National World’s David Montgomery: ‘We need to stand up for ourselves’
Referencing the famous “Please sir, I want some more” quote, Montgomery told Press Gazette: “The sector generally will play the Oliver Twist card when dealing with the platforms – it will never be enough.
“And seriously I would agree that it is not enough. We have several hundred journalists producing what is very often unique content that can’t be found anywhere else.
“The way they get that content is through deep knowledge of their community that nobody else has so I think it’s entirely fair for the industry to expect that the social media platforms and content should pay a fair price for it.”
He added: “I think we need to stand up for ourselves by saying that we’re reliable, we are truthful, and when we do make mistakes we correct them quickly. We do represent our readership. I think we certainly need to see greater respect and indeed a greater contribution from social media platforms that pay for our content.”
Print to stabilise
In print, the aim is to stabilise circulation. Montgomery said this was already happening on JPI’s dailies where some growth is being seen: the Belfast News Letter is up 11% year-on-year according to the latest internal figures, he said, while the Yorkshire Post’s Saturday edition is selling more copies this year than last year.

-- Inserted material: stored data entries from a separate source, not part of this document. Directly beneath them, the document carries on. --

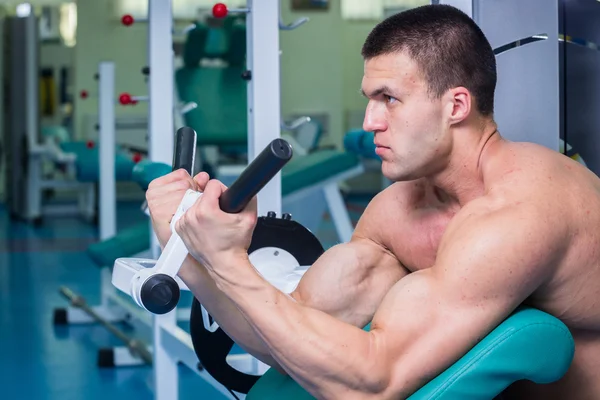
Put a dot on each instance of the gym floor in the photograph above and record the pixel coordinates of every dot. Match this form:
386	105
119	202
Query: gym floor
40	361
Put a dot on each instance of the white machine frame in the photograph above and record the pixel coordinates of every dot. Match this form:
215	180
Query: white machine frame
171	344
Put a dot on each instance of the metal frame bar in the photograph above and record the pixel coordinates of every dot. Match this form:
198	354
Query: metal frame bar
106	143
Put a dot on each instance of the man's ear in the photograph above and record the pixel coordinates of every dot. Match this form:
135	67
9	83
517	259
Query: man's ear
460	100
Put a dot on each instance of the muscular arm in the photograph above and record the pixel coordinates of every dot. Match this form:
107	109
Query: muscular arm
347	282
488	263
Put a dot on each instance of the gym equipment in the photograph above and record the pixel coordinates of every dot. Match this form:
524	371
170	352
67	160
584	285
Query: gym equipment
281	249
154	284
221	120
529	344
114	307
25	148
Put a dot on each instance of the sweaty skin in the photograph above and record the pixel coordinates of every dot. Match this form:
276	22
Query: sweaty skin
473	227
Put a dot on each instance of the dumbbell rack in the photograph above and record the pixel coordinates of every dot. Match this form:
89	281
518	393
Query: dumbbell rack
171	345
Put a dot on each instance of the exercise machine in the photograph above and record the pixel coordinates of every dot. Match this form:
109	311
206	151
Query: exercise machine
26	151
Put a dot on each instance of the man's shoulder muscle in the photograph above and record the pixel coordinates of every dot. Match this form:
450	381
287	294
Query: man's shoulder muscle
389	210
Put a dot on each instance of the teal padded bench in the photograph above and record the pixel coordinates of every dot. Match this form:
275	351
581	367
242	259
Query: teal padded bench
221	116
361	143
528	345
87	162
127	243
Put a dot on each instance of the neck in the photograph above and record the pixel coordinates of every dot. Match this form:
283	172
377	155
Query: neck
461	180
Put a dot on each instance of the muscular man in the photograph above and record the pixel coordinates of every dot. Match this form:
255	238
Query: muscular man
473	227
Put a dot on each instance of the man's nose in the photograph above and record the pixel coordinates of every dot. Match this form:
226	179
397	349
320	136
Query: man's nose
374	118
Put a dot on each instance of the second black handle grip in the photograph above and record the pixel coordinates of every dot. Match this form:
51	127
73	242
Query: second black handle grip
256	175
185	150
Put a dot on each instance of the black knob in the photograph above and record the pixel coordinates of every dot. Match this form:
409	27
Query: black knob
160	294
247	75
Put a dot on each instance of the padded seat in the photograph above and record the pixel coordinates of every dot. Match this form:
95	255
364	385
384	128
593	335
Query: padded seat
530	344
221	116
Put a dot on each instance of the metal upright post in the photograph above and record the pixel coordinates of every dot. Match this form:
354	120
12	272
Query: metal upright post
264	100
106	143
161	143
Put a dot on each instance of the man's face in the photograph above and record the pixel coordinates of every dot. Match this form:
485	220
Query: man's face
410	136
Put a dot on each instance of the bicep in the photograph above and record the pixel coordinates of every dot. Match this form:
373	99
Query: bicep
349	281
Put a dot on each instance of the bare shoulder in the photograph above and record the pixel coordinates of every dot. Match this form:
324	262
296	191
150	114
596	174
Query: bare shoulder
389	209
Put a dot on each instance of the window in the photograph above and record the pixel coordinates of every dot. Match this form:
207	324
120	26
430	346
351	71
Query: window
377	9
182	9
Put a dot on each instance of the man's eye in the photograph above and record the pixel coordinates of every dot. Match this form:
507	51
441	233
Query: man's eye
390	99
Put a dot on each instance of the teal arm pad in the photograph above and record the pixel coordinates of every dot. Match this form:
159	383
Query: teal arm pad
146	171
530	345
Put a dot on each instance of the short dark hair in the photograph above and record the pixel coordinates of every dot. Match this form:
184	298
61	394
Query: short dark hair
446	44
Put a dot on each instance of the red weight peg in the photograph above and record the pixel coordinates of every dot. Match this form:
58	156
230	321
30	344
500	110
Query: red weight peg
220	10
125	99
127	20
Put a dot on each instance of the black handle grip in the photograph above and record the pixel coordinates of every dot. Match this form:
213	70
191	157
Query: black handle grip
256	175
185	150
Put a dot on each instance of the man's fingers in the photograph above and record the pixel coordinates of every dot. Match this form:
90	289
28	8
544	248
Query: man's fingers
201	180
212	192
174	176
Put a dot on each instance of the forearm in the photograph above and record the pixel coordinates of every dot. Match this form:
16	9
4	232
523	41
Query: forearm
223	310
328	357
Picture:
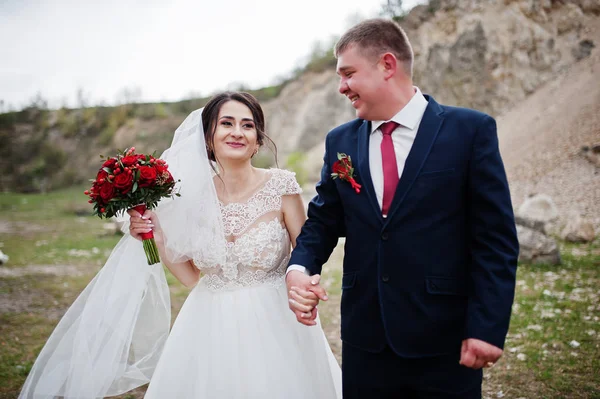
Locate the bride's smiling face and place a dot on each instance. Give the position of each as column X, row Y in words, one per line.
column 235, row 136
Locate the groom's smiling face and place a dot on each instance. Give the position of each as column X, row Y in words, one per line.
column 360, row 81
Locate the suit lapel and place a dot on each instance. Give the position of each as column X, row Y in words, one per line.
column 364, row 172
column 426, row 135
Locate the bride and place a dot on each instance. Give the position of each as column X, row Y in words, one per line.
column 228, row 237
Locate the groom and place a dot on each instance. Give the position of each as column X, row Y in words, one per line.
column 431, row 247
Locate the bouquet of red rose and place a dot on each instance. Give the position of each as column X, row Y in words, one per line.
column 132, row 181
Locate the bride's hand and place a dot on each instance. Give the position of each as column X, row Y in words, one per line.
column 145, row 223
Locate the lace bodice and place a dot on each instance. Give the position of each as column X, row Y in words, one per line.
column 258, row 244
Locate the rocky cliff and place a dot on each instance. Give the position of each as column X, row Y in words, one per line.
column 529, row 63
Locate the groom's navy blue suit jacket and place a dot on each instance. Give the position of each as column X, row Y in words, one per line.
column 441, row 267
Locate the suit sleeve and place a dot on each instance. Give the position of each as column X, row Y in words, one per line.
column 325, row 223
column 493, row 240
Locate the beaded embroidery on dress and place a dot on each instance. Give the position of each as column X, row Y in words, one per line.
column 257, row 242
column 235, row 336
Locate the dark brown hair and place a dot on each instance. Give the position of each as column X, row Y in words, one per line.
column 374, row 37
column 210, row 115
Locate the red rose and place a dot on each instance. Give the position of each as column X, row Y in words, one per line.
column 147, row 176
column 340, row 169
column 106, row 191
column 110, row 163
column 123, row 182
column 101, row 175
column 130, row 160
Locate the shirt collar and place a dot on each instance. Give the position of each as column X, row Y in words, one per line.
column 410, row 115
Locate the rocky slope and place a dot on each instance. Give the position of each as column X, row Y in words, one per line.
column 531, row 64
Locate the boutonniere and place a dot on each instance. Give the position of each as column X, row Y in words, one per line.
column 343, row 170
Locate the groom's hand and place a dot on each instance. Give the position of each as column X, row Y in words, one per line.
column 304, row 293
column 476, row 354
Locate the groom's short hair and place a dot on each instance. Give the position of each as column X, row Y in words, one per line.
column 375, row 37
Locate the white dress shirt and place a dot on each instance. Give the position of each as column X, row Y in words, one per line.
column 408, row 119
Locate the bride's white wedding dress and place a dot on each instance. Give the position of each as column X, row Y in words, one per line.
column 235, row 336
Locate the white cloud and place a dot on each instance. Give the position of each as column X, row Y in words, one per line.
column 166, row 48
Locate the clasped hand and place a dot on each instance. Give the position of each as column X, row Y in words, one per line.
column 304, row 294
column 139, row 224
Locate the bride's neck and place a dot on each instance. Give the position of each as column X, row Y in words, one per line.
column 238, row 178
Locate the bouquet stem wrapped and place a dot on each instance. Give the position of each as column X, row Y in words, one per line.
column 150, row 247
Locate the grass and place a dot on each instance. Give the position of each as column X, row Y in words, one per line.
column 552, row 350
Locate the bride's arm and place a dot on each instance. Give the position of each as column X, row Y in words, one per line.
column 294, row 215
column 185, row 272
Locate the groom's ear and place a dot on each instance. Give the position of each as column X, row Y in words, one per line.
column 389, row 65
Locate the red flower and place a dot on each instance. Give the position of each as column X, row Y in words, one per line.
column 147, row 176
column 343, row 170
column 129, row 160
column 123, row 182
column 106, row 191
column 109, row 163
column 101, row 175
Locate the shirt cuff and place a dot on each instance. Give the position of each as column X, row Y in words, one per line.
column 298, row 268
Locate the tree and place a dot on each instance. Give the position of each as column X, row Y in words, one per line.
column 393, row 9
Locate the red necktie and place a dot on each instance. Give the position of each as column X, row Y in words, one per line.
column 390, row 168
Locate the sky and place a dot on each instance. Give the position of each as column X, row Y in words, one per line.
column 159, row 50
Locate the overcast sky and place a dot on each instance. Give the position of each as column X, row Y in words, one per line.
column 168, row 49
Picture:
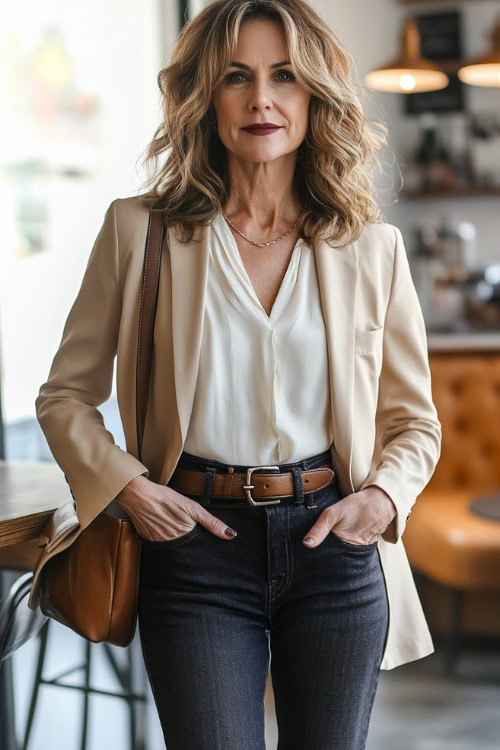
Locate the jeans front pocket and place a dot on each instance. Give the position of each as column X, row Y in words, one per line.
column 176, row 541
column 349, row 545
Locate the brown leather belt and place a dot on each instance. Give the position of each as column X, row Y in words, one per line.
column 251, row 486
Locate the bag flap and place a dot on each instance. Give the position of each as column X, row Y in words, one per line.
column 60, row 524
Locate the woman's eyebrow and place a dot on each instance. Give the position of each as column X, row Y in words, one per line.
column 236, row 64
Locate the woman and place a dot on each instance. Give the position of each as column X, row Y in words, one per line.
column 290, row 372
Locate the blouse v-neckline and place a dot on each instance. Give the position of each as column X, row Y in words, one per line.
column 236, row 261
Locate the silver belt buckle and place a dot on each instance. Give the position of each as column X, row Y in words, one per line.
column 248, row 487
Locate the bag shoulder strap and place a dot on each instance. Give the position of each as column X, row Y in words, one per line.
column 149, row 297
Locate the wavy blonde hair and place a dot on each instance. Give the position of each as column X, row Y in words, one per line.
column 332, row 179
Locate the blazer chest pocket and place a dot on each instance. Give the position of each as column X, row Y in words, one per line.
column 368, row 341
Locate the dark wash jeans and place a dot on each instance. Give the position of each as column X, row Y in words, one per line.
column 213, row 615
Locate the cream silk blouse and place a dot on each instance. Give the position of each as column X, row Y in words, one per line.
column 262, row 394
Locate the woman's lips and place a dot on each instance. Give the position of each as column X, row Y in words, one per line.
column 262, row 130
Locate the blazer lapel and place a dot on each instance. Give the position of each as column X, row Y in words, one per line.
column 338, row 284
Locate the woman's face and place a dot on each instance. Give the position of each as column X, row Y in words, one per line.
column 256, row 90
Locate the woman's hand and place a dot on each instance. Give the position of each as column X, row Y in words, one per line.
column 359, row 518
column 159, row 513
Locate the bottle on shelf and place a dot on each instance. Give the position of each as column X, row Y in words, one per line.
column 432, row 162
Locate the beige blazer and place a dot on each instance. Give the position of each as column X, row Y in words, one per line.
column 384, row 421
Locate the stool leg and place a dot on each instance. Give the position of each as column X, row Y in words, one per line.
column 131, row 704
column 43, row 633
column 456, row 607
column 86, row 695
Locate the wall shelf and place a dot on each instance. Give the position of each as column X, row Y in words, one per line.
column 469, row 191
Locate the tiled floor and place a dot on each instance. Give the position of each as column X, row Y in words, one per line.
column 415, row 707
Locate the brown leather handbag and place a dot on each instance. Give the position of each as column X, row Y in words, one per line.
column 92, row 585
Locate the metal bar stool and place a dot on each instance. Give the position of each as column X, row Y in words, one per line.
column 18, row 623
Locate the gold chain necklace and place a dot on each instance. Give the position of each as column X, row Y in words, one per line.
column 262, row 244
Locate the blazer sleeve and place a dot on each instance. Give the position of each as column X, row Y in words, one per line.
column 80, row 379
column 408, row 431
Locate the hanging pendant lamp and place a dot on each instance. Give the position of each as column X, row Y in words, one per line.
column 485, row 70
column 408, row 73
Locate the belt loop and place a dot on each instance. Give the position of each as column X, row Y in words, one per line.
column 299, row 487
column 207, row 489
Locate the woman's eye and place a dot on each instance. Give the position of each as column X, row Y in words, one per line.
column 230, row 77
column 286, row 72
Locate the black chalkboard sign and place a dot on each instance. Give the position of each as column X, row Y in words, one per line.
column 440, row 41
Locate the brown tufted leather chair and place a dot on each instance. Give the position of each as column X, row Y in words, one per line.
column 448, row 546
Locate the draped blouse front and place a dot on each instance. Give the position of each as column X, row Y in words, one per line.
column 262, row 393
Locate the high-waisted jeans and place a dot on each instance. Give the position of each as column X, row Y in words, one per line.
column 215, row 614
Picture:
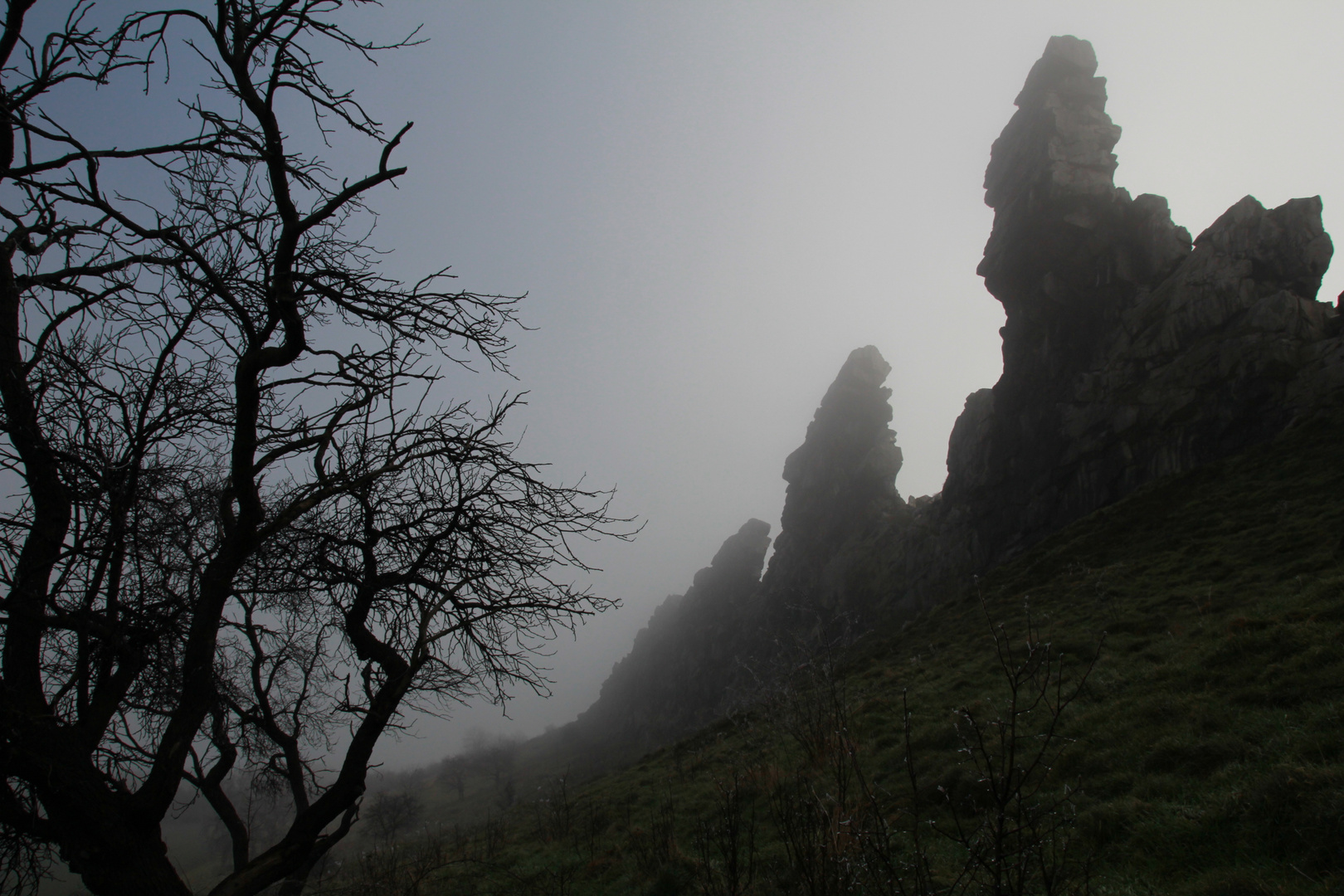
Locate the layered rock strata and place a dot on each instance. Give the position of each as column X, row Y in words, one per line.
column 1131, row 353
column 672, row 681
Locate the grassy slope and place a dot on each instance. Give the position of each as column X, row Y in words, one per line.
column 1210, row 737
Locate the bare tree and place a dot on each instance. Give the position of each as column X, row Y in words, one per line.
column 244, row 539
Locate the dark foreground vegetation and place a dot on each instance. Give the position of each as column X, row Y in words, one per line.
column 1147, row 703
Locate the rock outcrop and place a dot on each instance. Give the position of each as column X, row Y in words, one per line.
column 1131, row 353
column 841, row 483
column 672, row 681
column 704, row 648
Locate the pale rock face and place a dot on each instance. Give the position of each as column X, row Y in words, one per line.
column 1131, row 353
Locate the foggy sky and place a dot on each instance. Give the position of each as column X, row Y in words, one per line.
column 710, row 204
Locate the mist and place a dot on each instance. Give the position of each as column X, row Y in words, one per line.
column 709, row 206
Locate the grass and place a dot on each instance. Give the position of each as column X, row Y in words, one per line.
column 1205, row 748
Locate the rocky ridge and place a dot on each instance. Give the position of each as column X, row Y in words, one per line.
column 1131, row 353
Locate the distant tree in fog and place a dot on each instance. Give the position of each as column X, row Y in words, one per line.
column 244, row 533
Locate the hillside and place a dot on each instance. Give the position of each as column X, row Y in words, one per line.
column 1203, row 754
column 1147, row 508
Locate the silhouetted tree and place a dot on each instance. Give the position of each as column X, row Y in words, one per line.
column 244, row 539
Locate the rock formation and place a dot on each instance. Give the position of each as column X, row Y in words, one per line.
column 706, row 645
column 672, row 681
column 1131, row 353
column 841, row 484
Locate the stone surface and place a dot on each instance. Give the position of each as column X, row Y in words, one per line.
column 672, row 681
column 840, row 484
column 1131, row 353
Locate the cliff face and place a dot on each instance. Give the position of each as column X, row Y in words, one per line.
column 841, row 483
column 1131, row 353
column 672, row 681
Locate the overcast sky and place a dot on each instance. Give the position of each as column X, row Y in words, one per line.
column 710, row 204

Meanwhile the weeklies are within 5% of parity compared to last year, he added. Some titles are outselling last year including the Northampton Chronicle.
Print-driven revenue still makes up 85% of National World’s total. In the year to date it brought in £28.9m compared to £4.7m in digital-driven revenue and £0.6m from other streams.
“Obviously we can’t change the dynamics of the media sector but these quality brands with quality leadership are now coming into their own and I believe that we can continue to make headway in supporting circulations,” Montgomery said.
Reach, Newsquest and Archant are all investing in journalist jobs at the moment. JPI is also investing in a new team of SEO journalists.
Asked what National World is doing differently, Montgomery said: “We are not attempting to replicate what other organisations do – if anything, we are trying to put new ingredients into our operating model that will be sustainable and that does mean some adjustment from the traditional operating model.
“Our model is to make things more local, more relevant and in particular we are not relying on direction from the centre, we are relying on individual editors to provide the connection and the leadership in their communities and the responsibility has been very much devolved to those individual editors and I think that freedom to represent the community is absolutely critical to developing a local publishing business.”